Friday, September 6, 2019
US states launch antitrust probe of Facebook
A coalition of US states announced Friday an antitrust investigation of Facebook, in the first of what is expected to be a wave of action against dominant technology firms.
New York state Attorney General Letitia James released a statement announcing the action on behalf of seven other states and the District of Columbia to probe "whether Facebook has stifled competition and put users at risk."
The move marks the first official US antitrust action against one of the so-called Big Tech companies -- although a landmark case had targeted Microsoft back in the 1990s.
"Even the largest social media platform in the world must follow the law and respect consumers," James said.
"We will use every investigative tool at our disposal to determine whether Facebook's actions may have endangered consumer data, reduced the quality of consumers' choices, or increased the price of advertising."
Joining the action were attorneys general of Colorado, Florida, Iowa, Nebraska, North Carolina, Ohio, and Tennessee, said James.
Facebook did not immediately respond to an AFP query on the announcement.
- Federal review underway -
Earlier this year the US Justice Department said it would launch a "review" of major online platforms to determine if they have stifled innovation or reduced competition.
It was not immediately clear if the states would be working in coordination with federal officials.
Facebook, by far the largest social network, in the past has claimed it is not a monopoly and that consumers have many choices for how to connect with people online.
The new probe "shows how unease with large tech companies is spreading beyond Congress and the federal government agencies to the states. With each passing day, there are greater fears about these companies controlling our online lives," said Michael Carrier, a professor antitrust law at Rutgers University.
- Sign of 'techlash' -
The case may be the first in a series of antitrust actions against Big Tech firms and highlights growing "techlash," based on worries about dominant platforms which control the flow of information.
A separate coalition of states was set to launch an antitrust action, with Google reportedly a target.
The office of the Texas attorney general scheduled an event Monday in Washington with a "broad coalition of states" to unveil a multistate probe into "whether large tech companies have engaged in anticompetitive behavior that stifled competition, restricted access, and harmed consumers."
Asked about the move, Google spokesman Jose Castaneda said: "Google's services help people every day, create more choice for consumers, and support thousands of jobs and small businesses across the country. We continue to work constructively with regulators, including attorneys general, in answering questions about our business and the dynamic technology sector."
- What's the remedy? -
Maurice Stucke, a University of Tennessee law professor, said he expects one of the areas being investigated will be online advertising markets, which are dominated by Google and Facebook.
"This is a great area to look at because the market has been criticized as being opaque," Stucke said.

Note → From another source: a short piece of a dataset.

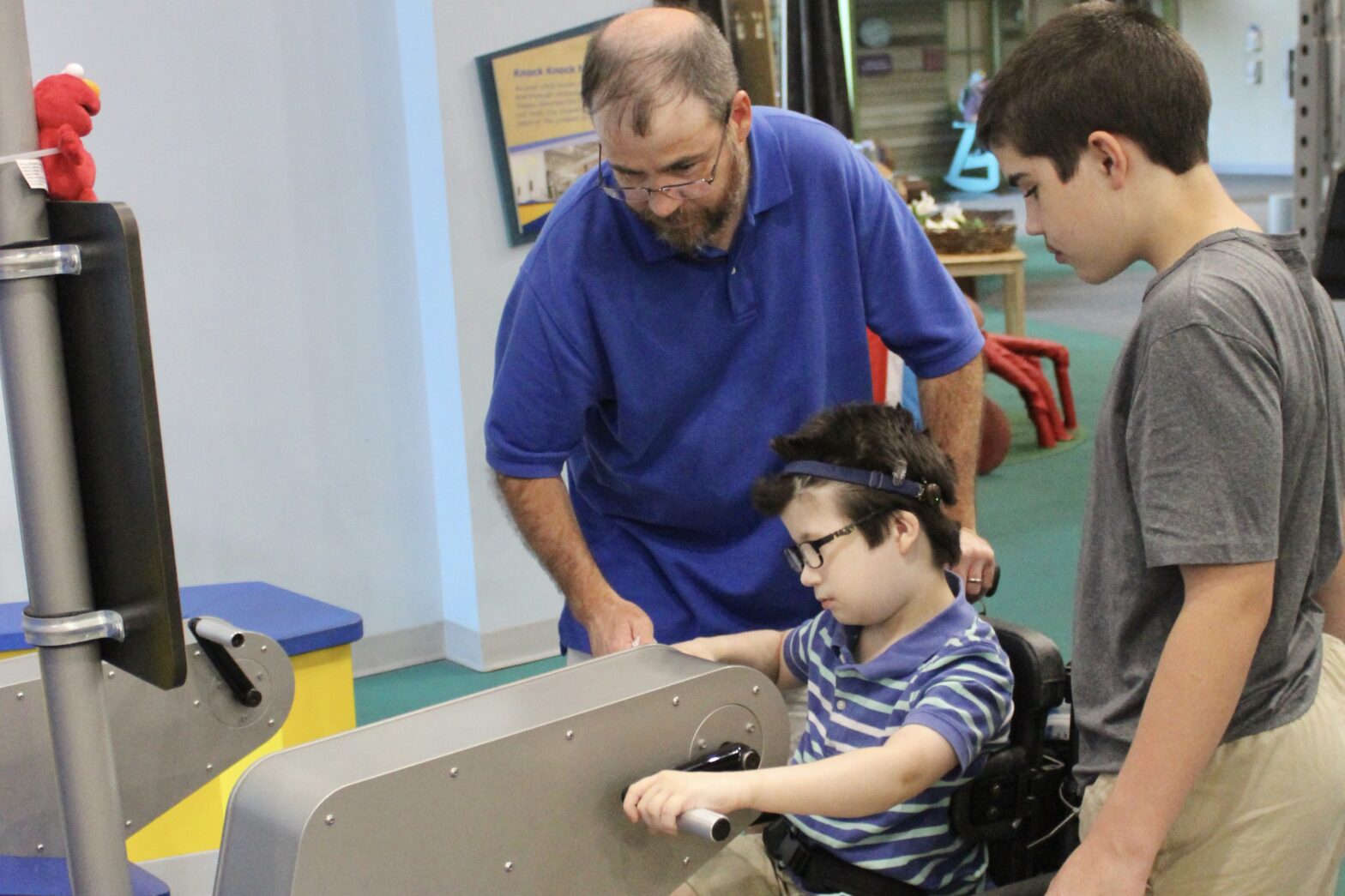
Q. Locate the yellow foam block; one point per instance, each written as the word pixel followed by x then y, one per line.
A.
pixel 324 704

But Stucke said the investigations may go further by looking at how tech platforms control data, potentially examining "the intersection between competition law and privacy."
Amazon and Apple may also be in the crosshairs. Critics have complained that Amazon wields too much power in online retail, and that Apple may disadvantage rivals offering services in its app store.
In the European Union, Google has faced a series of antitrust actions and Amazon is now being targeted by enforcers.
Democratic presidential candidate Elizabeth Warren has made a breakup of the big tech firms a part of her campaign platform.
But some analysts say the case against the tech firms faces challenges because the companies have in many cases provided services for free and brought prices down, making it hard to prove they harmed "consumer welfare," the legal standard applied under judicial precedent.
Wedbush Securities analyst Daniel Ives said in a recent research note that "a broad movement to break up companies solely because they are large will fail without a change to existing antitrust laws," which he said is "exceedingly unlikely."
But Stucke said it would be wrong to view antitrust law as solely focused on consumer prices, and that it may be applied to questions of competition and innovation.
The probes could end up with a variety of outcomes including fines, restrictions on conduct or a breakup, Stucke maintained.
"You'd have to show how the remedy would address the concerns," he said.